L’Europe mise sur l’innovation
L’Europe, berceau botanique et historique de la culture de l’asperge (58 000 ha), présente une répartition claire : asperge verte dans les pays méditerranéens (Espagne, Italie) et anglo-saxons (Royaume-Uni), asperge blanche dans les pays d’Europe continentale (Allemagne, France, Pays-Bas). La production est exclusivement destinée au marché frais. En surface, l’Allemagne est leader (18 000 ha), avec une production essentiellement blanche. L’Espagne (12 000 ha) et l’Italie (10 000 ha) sont très orientées vers l’asperge verte. Viennent ensuite la France (6 000 ha), majoritairement blanche (70 %), mais avec une part croissante de verte (30 %), les Pays-Bas (3 000 ha, 100 % blanche), et le Royaume-Uni (2 500 ha, 100 % verte). On trouve aussi de la production blanche en Pologne (2 000 ha), Autriche (800 ha), Belgique (700 ha), Hongrie (500 ha). La tendance générale est à la baisse des surfaces, notamment en Allemagne (voir Asparagus World n°5/2023), aux Pays-Bas, mais aussi en Espagne et en Italie. Le manque de rentabilité, en raison du coût élevé de la main-d’œuvre et de la baisse de la consommation, explique cette régression. Plus récemment, les effets du changement climatique et la raréfaction de l’eau limitent le renouvellement des plantations dans les pays méditerranéens. Pour rester compétitive, l’Europe mise sur l’innovation technologique : développement de variétés très productives, utilisation de films plastiques pour gagner en précocité, mécanisation de la culture et robotisation de la récolte.
Signes d’une sortie de crise ?
Ce tour du monde des pays producteurs montre deux grandes tendances : les pays producteurs/consommateurs réduisent leurs surfaces, tandis que les pays producteurs/exportateurs les augmentent. La compétitivité dépend du coût du travail, des frais logistiques et du prix de vente. Le coût de la main-d’œuvre est un facteur en constante augmentation (voir encadré).
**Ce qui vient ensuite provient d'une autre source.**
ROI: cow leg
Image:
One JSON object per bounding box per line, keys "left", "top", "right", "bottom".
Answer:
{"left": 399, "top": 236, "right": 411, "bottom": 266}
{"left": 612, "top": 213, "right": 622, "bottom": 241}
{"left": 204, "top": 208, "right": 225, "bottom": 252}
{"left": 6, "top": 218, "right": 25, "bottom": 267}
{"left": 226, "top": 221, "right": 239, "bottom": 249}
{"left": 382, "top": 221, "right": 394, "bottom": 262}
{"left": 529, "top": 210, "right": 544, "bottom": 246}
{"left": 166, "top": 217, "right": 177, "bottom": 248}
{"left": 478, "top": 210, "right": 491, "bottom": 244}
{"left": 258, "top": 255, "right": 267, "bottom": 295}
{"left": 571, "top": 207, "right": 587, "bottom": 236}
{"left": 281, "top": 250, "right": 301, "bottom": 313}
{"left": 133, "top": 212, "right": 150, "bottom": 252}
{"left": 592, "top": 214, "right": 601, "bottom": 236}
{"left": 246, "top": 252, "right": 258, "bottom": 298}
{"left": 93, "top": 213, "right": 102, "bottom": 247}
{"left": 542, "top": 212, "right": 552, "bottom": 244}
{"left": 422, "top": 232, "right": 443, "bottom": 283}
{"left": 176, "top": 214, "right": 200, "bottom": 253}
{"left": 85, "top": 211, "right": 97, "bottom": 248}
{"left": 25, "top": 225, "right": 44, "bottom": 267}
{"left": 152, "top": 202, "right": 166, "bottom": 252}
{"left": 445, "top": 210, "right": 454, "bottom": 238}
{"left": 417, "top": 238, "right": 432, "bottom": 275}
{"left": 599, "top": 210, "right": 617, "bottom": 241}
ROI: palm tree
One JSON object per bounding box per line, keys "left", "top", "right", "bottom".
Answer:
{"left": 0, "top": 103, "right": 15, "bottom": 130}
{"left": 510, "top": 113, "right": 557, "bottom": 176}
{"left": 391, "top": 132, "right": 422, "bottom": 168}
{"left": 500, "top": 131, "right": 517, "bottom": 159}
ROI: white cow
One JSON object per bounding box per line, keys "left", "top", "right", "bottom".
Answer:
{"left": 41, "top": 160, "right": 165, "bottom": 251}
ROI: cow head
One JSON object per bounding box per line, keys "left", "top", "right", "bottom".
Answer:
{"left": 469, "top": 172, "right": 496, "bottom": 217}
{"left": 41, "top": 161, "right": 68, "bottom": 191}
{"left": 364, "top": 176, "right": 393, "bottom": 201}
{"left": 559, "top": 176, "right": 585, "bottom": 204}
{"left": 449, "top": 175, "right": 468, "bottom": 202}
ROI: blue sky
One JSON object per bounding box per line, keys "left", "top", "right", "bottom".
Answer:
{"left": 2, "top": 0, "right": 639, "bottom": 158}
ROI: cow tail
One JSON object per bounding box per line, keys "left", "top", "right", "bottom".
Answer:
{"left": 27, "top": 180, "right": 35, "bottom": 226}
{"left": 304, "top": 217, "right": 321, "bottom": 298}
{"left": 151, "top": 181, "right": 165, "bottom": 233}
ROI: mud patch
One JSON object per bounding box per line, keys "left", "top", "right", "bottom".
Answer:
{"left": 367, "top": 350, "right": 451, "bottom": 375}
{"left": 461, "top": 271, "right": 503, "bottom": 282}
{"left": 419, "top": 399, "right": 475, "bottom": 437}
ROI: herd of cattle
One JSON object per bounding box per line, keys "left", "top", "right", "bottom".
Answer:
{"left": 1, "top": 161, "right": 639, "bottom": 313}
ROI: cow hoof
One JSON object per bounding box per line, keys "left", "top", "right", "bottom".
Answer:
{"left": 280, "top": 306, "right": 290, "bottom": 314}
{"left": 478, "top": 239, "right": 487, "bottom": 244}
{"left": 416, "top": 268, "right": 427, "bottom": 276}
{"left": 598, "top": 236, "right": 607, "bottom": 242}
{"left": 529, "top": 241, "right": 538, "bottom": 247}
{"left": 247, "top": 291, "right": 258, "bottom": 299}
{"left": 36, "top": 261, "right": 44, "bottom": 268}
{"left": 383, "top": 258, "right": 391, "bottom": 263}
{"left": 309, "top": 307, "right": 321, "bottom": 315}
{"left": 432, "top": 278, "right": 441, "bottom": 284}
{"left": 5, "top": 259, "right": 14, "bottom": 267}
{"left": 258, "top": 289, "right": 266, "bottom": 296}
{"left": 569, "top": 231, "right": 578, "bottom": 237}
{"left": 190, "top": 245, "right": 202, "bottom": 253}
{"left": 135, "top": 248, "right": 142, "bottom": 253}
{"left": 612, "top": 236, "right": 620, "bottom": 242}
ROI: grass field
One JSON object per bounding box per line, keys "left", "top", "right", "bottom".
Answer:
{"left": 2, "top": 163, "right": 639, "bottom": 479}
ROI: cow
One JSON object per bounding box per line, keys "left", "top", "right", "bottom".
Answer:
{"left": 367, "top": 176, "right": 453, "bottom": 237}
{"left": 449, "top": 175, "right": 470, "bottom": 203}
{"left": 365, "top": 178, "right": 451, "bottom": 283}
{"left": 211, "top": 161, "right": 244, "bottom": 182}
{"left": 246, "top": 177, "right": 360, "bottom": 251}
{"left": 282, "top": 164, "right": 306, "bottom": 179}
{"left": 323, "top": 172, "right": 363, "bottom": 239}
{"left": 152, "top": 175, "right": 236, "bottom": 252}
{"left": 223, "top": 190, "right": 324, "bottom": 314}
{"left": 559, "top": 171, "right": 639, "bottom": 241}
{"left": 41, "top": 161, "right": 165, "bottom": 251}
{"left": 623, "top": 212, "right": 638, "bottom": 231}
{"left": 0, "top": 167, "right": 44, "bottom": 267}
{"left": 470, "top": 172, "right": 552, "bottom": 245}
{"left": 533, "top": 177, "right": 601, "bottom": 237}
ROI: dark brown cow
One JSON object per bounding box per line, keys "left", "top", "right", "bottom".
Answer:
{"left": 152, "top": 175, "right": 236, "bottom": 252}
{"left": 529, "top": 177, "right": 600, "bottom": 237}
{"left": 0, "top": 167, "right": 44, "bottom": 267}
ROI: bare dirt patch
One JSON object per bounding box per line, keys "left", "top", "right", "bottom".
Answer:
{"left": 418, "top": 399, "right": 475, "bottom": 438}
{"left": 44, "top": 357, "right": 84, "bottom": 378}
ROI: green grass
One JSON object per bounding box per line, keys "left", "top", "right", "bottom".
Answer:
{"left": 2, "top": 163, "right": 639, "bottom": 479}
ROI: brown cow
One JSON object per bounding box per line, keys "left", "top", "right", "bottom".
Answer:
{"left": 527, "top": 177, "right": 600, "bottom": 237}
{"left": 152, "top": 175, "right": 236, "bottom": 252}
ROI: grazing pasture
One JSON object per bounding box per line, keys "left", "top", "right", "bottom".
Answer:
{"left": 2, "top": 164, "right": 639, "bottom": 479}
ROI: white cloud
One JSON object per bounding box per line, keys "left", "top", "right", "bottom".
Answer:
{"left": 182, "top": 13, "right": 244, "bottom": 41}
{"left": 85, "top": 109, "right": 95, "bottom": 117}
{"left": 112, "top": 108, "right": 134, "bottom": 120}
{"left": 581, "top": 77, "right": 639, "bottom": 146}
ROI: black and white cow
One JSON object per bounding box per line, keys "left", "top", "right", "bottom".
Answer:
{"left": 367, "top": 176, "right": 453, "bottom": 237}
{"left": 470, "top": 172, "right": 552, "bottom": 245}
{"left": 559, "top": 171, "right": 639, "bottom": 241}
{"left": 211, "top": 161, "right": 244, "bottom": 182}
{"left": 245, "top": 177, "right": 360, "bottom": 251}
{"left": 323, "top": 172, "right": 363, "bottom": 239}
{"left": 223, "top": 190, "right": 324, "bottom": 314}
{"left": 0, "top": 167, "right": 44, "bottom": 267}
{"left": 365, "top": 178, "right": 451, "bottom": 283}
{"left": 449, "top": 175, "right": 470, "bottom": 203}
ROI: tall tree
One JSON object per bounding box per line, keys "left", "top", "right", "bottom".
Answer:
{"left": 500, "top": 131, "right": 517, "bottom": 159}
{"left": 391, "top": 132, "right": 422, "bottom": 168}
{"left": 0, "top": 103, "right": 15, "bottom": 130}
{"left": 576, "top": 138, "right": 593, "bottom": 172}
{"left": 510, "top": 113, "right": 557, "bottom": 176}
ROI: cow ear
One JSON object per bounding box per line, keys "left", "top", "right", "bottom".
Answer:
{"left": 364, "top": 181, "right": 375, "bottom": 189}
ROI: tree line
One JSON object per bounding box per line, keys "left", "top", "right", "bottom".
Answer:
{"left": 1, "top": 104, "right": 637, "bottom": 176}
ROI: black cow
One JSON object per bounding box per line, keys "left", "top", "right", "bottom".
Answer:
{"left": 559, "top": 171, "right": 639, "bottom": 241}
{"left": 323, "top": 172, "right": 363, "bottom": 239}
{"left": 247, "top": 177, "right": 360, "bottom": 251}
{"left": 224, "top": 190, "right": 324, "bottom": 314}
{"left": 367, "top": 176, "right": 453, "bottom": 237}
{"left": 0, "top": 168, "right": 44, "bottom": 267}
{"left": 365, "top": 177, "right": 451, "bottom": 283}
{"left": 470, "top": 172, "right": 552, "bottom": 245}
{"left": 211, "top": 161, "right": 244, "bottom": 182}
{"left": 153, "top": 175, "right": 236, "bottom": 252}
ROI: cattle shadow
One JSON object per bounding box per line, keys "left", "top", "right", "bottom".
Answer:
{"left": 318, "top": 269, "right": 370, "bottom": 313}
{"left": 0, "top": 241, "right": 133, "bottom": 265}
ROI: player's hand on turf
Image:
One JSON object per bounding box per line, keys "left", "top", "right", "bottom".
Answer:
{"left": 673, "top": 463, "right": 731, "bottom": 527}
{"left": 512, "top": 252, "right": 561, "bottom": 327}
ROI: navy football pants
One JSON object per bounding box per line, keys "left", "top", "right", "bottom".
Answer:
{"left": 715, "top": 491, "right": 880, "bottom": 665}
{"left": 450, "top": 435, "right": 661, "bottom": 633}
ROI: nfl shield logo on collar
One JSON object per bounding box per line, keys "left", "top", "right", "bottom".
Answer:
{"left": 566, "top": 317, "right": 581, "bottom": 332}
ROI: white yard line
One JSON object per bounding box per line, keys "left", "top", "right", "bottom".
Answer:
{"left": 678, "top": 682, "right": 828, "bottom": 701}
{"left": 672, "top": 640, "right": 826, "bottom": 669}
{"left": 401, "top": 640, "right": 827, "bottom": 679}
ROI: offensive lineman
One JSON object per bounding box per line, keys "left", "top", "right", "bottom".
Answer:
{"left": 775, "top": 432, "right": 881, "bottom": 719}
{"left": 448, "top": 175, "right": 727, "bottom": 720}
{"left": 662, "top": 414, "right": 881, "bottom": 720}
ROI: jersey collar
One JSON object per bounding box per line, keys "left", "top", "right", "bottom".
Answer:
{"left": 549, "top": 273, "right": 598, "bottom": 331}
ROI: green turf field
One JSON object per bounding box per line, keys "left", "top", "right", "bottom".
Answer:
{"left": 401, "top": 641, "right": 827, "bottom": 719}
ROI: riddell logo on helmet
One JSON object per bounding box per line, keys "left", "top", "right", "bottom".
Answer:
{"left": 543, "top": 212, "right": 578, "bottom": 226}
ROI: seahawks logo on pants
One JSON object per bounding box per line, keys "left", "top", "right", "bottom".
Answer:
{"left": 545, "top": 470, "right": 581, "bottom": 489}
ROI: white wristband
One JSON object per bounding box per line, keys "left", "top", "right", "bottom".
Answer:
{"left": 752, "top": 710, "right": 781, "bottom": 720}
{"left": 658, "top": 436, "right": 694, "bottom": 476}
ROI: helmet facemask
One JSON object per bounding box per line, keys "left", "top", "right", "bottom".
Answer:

La disponibilité mondiale de l’asperge influe aussi sur les fluctuations du marché. En analysant l’évolution des surfaces et des prix mondiaux, Christian Befve, consultant international, remarque que lorsque la production mondiale dépasse les 240 000 ha, les prix se déstabilisent et le marché entre en crise. « C’est ce qu’a vécu le monde de l’asperge entre 2014 et 2018, avec une forte hausse des surfaces mondiales, de 210 000 à 280 000 ha, entraînant une stagnation puis une baisse des prix, suivie d’un arrachage massif et d’une régression des surfaces », explique-t-il. Depuis 2022, avec un retour sous la barre des 200 000 ha, les prix mondiaux sont repartis à la hausse. « Cela annonce-t-il une sortie de crise pour l’asperge au niveau mondial ? » s’interroge l’expert.
Il faut plus d’un kilo d’asperges pour payer une heure de travail
Une comparaison du nombre de kilos d’asperges (au prix départ ferme) nécessaires pour payer une heure de travail en France et au Pérou, montre une évolution parallèle. En 2005, il fallait 2 kg d’asperges pour rémunérer une heure de travail en France, contre 1,3 kg au Pérou. En 2025, l’écart s’est creusé : 2,5 kg au Pérou et plus de 4 kg en France.